In 2005, 85 percent of all farm payments went to the largest 18 percent of Europe's farms, according to Thurston. In an attempt to make the case for change, he has created a Web site detailing the payments of Europe's farm subsidies (www.farmsubsidy.org).
"The revelations of some of the richest people in the European Union - and the most aristocratic and the most privileged people - receiving very large taxpayer handouts has raised this issue to the fore," Thurston said. He said the European Union's agricultural policy has "been stretched to a breaking point" by trying to help both large commercial farmers and small farmers who are trying to make a living on marginal land.
To be sure, not all European farmers are ready to give up their government payments.
In Poland, one of the newest members of the European Union, farmers count on subsidies for nearly half of their income. And farmers there say they've faced significantly higher costs for fertilizer and other farm supplies since the fall of communism.
On a small patch of land high in the hills of Zegocina, Polish farmer Czeslaw Golab grows organic plums, apples and pears and raises seven head of cattle. He gets 11,000 zlotys in subsidies each year (roughly $3,800) but says farming is still a losing business proposition. He started farming in 1980 and said he must farm another two years until he turns 55 and is eligible for a government pension.
"To be perfectly honest, I'm not going to make much anymore," Golab said, speaking through an interpreter. "But it's a bit difficult to leave farming now for me because I cannot find employment. I'm not of employable age and profile."
And in southern France, 32-year-old Francois-Xavier Letang laments the changes because he will no longer receive more subsidies simply for growing more crops.
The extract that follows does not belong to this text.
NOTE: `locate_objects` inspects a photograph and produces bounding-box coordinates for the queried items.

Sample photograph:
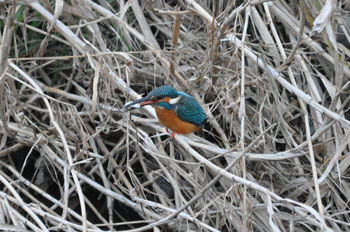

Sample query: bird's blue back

[148,86,206,125]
He has farmed since 1999, raising wheat, sugar beets, potatoes and hemp as his principal crops.
"It's hard to justify ... an aid that is not based on what you're producing," he said.
Yet even in France, by far the biggest recipient of Europe's agriculture subsidies, there are definite signs of change.
Damien Caze, a director in the French Ministry of Agriculture and Fishing, said that French farmers understand that after 2012, "it will be the end of the policy we have known." And he said that despite the continued strength of the farm lobby, there is a growing debate over how much taxpayers are spending on agriculture.
"This debate is quite new," Caze said. "For the last 10 years, it was a debate which was a little bit impossible to have publicly. ... There is a change of mentalities, a very quick change."
Caze noted that the influence of farmers in France, while still strong, is on the wane because the number of farmers has declined from 2 million to 500,000 in the last 60 years. But he said there will be a limit to consolidation because of the cultural importance to small, locally based farmers.
"There are 20,000 communes - small cities, with 50 to 100 people ... and if you have five farmers, you want to keep them in the village," he said. "Because if you lose those farmers, then you lose the grocery, you lose the bakery and then you lose the school. You have to have those people. ... People tend to consider that they've been living in this village for a thousand years, their family, and they want to stay in this place."
(Editor's note: Rob Hotakainen traveled to the Netherlands, Poland, France and Belgium with 10 other U.S. journalists as part of a European agricultural study tour arranged by the German Marshall Fund of the United States. GMF is a nonpartisan public policy institution that promotes greater understanding of transatlantic issues.)